Cara Simona, grazie per la sua lettera.
Ho visto anche io la trasmissione di Fazio di domenica scorsa e sinceramente ho pensato che fosse stata una fortuna che la frase del grande Renato Zero si fosse interrotta a quel punto. Non perché temessi un elogio sconsiderato di questa antichissima arte ma, anzi, il contrario. Credo che si tratti di un lavoro e di un attitudine talmente importanti che lo spazio lasciato all’immaginazione circa il concetto del cantautore sia davvero prezioso. Ma cerchiamo di andare per gradi ed aiutiamo i nostri lettori a comprenderci meglio.
Le origini
L’arte del ricamo vanta origini antichissime. Le prime creazioni risalgono all’antico Egitto.
In Italia si afferma come declinazione di un’usanza saracena intorno all’anno mille e la prima regione in cui comincia a diffondersi è la Sicilia. Ma ben presto cominciò a prendere piede in tutta la penisola raggiungendo livelli d’eccellenza in Toscana e, in particolar modo, a Firenze.

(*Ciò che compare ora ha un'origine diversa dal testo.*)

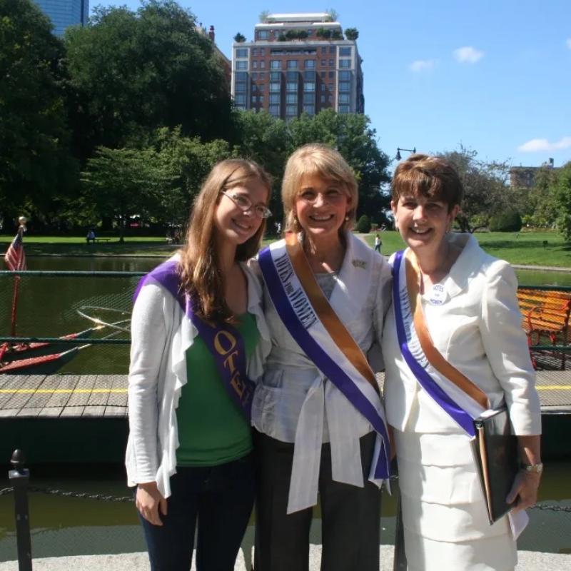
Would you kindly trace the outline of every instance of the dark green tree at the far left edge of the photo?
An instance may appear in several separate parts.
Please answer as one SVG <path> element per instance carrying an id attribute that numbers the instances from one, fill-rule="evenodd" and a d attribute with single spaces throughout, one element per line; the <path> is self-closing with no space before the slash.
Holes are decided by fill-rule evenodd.
<path id="1" fill-rule="evenodd" d="M 76 188 L 64 103 L 64 49 L 29 0 L 0 0 L 0 218 L 48 221 Z M 37 227 L 37 226 L 36 226 Z"/>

In origine erano soprattutto la Chiesa e gli esponenti di spicco della società civile a farsi confezionare abiti ed accessori impreziositi da ricchi ricami. A poco a poco, però, diventò un’arte diffusa in tutte le famiglie rappresentando, al tempo stesso, un passatempo ed un dovere delle giovani fanciulle che usavano riunirsi in grandi casi o corti per confezionare in allegria corredi e biancheria per le doti nuziali.
L’impegno e la diligenza richiesti fecero in modo che il ricamo diventasse anche uno degli impegni principali delle religiose dei conventi di tutto il mondo, le quali ne affinavano le tecniche e ne preservavano i segreti.
Il ricamo oggi
Adesso che siamo nel pieno del ventunesimo secolo stiamo forse pensando che il ricamo sia diventato un’arte o un passatempo obsoleto, retrogrado o fuori moda? Niente di più sbagliato.

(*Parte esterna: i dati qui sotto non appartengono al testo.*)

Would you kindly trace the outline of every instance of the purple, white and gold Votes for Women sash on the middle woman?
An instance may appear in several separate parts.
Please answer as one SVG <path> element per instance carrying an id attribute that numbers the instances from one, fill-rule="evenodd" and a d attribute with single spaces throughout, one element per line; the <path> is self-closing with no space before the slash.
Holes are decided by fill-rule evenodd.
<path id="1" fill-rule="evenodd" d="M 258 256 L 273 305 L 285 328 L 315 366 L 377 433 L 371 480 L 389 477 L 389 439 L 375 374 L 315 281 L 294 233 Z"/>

Il ricamo oggi è un’arte da proteggere, una tradizione da tramandare e un hobby da rubare per poi eseguire con maestria e dedizione.
Trasmette bellezza. Qualsiasi oggetto, che sia un capo d’abbigliamento, un accessorio per la persona o per la casa o un addobbo liturgico, ricamato è bello. La bellezza si trasmette attraverso la cura, l’artigianalità, l’esclusività.

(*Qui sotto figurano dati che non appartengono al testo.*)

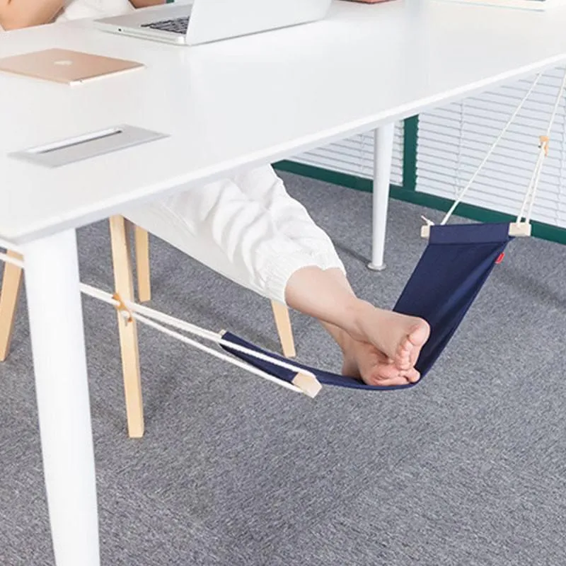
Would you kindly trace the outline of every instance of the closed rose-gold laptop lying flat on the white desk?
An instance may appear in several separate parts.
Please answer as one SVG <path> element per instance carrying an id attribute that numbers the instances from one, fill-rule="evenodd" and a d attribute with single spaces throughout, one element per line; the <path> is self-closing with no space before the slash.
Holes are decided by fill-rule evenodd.
<path id="1" fill-rule="evenodd" d="M 67 84 L 83 83 L 142 67 L 143 64 L 134 61 L 64 49 L 48 49 L 0 59 L 0 71 Z"/>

Arreca valore. Gli stessi oggetti di cui parlavamo se ricamati acquisiscono valore. Fuoriescono dalla categoria dell’industria per entrare in quella dell’artigianato. Diventano preziosi.
Ma ricamare fa bene?
Forse un po’ tutti noi ci staremo chiedendo a cosa serve spendere così tante energie per preparare a mano una cosa che può fare benissimo anche una macchina.
Ebbene il quesito contiene già la risposta. La differenza risiede proprio nell’utilizzo delle mani. Le macchine potranno sostituire l’uomo nel risultato ma non avranno mai un cuore. Potranno trasmettere bellezza ma mai amore. Potranno esprimere precisione ma mai passione. Potranno (a caro prezzo) promettere esclusività ma mai unicità.
Una cosa fatta a mano, invece, è già tutto questo.
Un prodotto è unico quando esprime non soltanto bellezza, non fa bene solo agli occhi, ma fa bene anche al cuore, all’animo, allo spirito.
Il potere terapeutico del ricamo
Grazie alla sua ripetitività gestuale, il ricamo si configura come un’arte terapeutica e meditativa.
Il filo del lavoro aiuta anche l’animo a saturare le sue ferite, a ricucire le cicatrici del cuore e dell’anima. Aiuta a praticare la lentezza e, si sa, molte delle problematiche della vita odierna scaturiscono dalla frenesia e dallo stress ai quali siamo costantemente sottoposti.
Sono molte, moltissime, le testimonianze di persone che si sono curate con il ricamo in periodi particolarmente difficili e pesanti della propria vita. Nella maggior parte dei casi ciò è avvenuto spontaneamente, senza volerlo, per puro caso quasi come una magia. La magia delle mani!
Tutto ciò adesso potrebbe sembrare strano, eppure ha trovato riscontro empirico e scientifico.
Esistono specifici programmi di riabilitazione psicologica incentrati sull’arte del ricamo per adulti e bambini ed esistono anche programmi riabilitativi che utilizzano le medesime tecniche per il sostegno ai detenuti; programmi preziosissimi che possono trasformarsi anche in opportunità di lavoro future.
Cosa possiamo aggiungere? Null’altro.
Possiamo solo ringraziare il mitico Renato e sperare che la lettera di Simona alla nostra redazione possa risvegliare passione e curiosità per un’arte così preziosa ed intramontabile.